Hong Kong’s pro-democracy movement has lost another seat that they easily won in the 2016 election, in the territory’s Legislative Council, triggered by the movement’s own divisions as well as the weight of money thrown around by government-aligned politicians.
The then-victor Lau Siu-lai (above) was subsequently ejected on the grounds that she did not take her oath of office in the correct and appropriate manner. She then attempted to run again in the by-election but her candidacy was deemed inadmissible by a government official on grounds that she supported Hong Kong independence – though that could not be tested in the courts, so the government was able to suppress dissent by administrative means.

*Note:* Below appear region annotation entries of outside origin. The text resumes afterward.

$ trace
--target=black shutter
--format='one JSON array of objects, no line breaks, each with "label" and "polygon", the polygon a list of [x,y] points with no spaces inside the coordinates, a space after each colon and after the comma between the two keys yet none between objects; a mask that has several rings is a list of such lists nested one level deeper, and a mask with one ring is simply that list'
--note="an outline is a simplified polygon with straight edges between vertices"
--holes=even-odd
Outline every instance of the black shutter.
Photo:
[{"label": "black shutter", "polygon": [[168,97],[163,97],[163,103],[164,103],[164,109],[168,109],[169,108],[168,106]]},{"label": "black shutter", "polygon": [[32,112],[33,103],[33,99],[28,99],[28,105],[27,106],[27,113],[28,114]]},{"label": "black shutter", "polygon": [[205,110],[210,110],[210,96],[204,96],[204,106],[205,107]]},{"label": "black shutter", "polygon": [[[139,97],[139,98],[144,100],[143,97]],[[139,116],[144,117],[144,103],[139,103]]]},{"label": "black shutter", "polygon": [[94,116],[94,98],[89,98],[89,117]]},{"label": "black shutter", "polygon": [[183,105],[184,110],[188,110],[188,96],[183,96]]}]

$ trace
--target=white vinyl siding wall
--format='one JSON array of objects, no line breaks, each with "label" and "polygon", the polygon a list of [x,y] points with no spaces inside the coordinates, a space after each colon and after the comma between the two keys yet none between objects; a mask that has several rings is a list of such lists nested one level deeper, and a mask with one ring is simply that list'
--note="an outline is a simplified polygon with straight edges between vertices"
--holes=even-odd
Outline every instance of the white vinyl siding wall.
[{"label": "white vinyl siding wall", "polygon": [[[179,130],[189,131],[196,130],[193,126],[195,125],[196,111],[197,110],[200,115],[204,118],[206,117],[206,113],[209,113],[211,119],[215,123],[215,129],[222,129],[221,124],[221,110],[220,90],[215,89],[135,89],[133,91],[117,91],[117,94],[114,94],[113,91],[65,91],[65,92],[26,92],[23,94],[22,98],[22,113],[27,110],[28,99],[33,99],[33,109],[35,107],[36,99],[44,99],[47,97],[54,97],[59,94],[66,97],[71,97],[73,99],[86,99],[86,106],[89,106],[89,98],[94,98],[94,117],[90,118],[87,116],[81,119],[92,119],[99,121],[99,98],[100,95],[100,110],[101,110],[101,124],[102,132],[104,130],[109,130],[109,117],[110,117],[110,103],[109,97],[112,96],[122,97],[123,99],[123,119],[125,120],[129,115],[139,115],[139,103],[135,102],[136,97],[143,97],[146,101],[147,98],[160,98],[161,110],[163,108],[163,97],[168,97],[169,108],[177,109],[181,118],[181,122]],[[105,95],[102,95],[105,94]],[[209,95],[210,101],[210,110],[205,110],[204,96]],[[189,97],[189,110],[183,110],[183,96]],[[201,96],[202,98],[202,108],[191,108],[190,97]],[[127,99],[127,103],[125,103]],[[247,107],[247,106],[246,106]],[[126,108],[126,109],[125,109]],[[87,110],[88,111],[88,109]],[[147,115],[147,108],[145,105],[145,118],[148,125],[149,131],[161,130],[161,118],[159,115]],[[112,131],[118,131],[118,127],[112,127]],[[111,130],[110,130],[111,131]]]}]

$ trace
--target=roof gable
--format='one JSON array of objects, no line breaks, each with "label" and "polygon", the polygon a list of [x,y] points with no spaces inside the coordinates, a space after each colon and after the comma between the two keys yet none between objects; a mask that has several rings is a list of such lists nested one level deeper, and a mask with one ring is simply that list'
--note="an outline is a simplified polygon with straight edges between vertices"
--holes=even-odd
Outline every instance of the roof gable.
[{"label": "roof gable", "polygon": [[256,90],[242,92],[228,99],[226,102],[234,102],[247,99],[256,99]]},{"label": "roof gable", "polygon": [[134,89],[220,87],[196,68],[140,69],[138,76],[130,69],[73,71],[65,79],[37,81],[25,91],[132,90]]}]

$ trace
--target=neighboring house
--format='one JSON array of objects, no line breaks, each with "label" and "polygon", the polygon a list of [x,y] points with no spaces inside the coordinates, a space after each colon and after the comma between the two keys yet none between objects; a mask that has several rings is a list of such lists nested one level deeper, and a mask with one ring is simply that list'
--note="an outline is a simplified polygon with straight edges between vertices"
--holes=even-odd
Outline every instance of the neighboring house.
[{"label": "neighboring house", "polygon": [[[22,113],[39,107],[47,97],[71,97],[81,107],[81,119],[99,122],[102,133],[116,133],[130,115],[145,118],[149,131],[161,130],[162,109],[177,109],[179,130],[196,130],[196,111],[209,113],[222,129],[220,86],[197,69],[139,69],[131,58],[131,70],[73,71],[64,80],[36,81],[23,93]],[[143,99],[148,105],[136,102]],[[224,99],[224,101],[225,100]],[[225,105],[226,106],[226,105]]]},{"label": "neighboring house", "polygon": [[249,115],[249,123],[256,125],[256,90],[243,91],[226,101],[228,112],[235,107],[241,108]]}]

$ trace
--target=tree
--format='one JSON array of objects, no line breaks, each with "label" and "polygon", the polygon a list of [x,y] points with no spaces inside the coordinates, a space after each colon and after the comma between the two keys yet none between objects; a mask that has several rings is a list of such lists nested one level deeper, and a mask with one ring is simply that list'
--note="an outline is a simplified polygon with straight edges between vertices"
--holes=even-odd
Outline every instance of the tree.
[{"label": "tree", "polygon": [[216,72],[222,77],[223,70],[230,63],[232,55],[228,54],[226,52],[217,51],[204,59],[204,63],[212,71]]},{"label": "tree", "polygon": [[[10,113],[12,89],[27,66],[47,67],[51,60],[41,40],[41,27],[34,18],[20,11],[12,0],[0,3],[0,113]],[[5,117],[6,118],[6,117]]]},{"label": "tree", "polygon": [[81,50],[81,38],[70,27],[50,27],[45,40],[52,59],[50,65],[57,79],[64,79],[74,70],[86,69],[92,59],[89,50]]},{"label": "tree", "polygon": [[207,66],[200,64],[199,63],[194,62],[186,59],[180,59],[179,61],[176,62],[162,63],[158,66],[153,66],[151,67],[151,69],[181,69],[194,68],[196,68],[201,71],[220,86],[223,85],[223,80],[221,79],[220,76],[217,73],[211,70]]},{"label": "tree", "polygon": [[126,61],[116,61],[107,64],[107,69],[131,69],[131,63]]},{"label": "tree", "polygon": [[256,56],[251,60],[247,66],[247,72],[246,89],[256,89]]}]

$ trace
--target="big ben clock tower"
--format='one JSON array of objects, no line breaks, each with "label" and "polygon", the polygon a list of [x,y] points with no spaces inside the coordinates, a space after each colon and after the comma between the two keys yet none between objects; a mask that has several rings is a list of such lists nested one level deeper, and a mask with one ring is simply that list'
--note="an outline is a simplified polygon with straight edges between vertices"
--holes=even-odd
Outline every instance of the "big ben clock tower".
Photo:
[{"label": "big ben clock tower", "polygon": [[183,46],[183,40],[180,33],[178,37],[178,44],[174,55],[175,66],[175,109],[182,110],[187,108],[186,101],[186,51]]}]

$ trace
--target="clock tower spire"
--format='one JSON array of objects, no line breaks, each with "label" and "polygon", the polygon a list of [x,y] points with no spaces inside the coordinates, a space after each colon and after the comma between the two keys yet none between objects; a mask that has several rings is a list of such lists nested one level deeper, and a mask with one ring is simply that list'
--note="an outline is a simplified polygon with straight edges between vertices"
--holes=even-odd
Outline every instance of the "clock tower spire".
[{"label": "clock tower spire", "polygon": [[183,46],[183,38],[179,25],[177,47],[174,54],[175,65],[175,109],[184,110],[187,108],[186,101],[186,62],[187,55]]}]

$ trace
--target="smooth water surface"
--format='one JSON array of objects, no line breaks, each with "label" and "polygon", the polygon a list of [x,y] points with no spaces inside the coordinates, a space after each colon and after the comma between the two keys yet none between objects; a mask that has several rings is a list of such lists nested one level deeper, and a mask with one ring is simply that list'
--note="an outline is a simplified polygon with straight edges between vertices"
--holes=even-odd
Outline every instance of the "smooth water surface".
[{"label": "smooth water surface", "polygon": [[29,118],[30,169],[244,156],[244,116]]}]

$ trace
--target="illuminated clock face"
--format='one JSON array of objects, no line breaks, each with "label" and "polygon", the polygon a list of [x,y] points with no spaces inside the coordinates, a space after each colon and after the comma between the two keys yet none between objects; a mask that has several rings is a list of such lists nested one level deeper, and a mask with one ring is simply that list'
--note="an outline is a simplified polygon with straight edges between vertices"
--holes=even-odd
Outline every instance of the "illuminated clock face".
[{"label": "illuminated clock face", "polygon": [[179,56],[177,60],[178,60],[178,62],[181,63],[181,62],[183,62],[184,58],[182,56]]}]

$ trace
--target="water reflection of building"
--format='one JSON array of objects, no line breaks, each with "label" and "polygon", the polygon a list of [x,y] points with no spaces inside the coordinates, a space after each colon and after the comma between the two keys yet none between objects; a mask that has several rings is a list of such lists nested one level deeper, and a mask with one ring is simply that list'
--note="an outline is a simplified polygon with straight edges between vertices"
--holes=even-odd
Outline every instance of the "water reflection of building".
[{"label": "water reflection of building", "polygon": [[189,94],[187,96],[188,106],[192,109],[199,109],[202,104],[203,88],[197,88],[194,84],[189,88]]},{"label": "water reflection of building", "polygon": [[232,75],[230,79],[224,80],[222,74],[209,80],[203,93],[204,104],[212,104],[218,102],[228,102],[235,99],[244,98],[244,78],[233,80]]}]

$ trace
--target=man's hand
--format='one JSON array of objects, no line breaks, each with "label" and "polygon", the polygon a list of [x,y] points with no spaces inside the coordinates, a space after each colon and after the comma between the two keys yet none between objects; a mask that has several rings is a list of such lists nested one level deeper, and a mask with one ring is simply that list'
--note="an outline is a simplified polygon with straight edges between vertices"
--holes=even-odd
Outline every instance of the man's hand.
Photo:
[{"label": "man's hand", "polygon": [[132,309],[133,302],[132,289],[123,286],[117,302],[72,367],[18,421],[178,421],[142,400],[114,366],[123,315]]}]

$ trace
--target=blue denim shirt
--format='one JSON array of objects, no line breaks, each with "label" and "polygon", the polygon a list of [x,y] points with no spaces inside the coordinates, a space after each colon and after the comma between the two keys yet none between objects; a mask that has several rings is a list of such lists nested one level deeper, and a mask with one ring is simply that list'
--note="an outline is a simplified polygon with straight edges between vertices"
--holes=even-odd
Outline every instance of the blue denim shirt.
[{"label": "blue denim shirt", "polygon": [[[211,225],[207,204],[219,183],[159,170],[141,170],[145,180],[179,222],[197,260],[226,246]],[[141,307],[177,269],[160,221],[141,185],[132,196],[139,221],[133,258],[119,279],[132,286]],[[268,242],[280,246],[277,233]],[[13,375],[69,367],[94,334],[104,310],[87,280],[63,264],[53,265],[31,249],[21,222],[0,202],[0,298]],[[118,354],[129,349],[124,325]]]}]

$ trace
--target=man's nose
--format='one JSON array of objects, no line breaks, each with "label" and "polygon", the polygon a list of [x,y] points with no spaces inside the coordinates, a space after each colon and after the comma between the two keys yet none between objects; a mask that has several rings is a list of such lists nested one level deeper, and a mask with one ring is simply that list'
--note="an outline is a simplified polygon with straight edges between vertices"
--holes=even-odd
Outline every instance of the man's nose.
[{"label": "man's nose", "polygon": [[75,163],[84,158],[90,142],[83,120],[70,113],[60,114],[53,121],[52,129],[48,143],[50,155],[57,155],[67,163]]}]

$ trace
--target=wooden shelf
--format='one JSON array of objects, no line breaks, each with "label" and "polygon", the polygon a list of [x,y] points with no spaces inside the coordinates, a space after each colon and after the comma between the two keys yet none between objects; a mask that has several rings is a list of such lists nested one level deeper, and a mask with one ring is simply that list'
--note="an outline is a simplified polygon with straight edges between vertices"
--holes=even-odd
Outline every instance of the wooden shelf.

The main pro-democracy groups then chose as their candidate a union leader and former Legislative Council member, Lee Cheuk-yan. However, this upset another aging democratic former Council member, Frederick Fung Kin-kee, who decided to run too, even though he had no chance of winning – he got just 5 percent of the vote compared with Lee’s 42 percent, which not only split the pro-democracy vote but gave a sorry impression of the motivations of some traditional political figures. In the event neither of these attracted the votes of a disenchanted youth with its localist focus who had massively backed Lau in 2016.
The democrats as a group have found themselves unable to please the radical youth without alarming their middle-class supporters. At the same time their focus on what were regarded as ideological, legal and theoretical issues rather than showing themselves concerned with grass roots and livelihood issues has cost them votes in low-income areas.
Although the government’s record on helping lower income groups is appalling, and it remains more than ever in the pocket of the local oligopolies, pro-Beijing parties are far better organized and financed. This is particularly so in low public income housing estates where the democratic concerns with freedoms count for little compared with the goodies doled out (other than at election time) by pro-government candidates. They also tend to have a high proportion of immigrants from the mainland who have no attachment to Hong Kong identity as a political issue.
The pro-democracy have now lost two of the seats they won in 2016 in by-elections following the ouster of four of those elected in 2016. The use of a judicial system under the gun of interpretation from the National Peoples Congress, and administrative measures such as that against Law Siu-lai mean that the government has the power to set the agenda in the Legco. If this trend continues, the pro-government forces, which dominate the small franchise “functional constituencies which comprise half the legislature, could find itself with a two-thirds majority of all seats in 2020 and able to set whatever rules they like.
Hong Kong’s Legco will thus have achieved Beijing’s ambition of integrating with the mainland where the legislature is no more than a rubber stamp for the executive.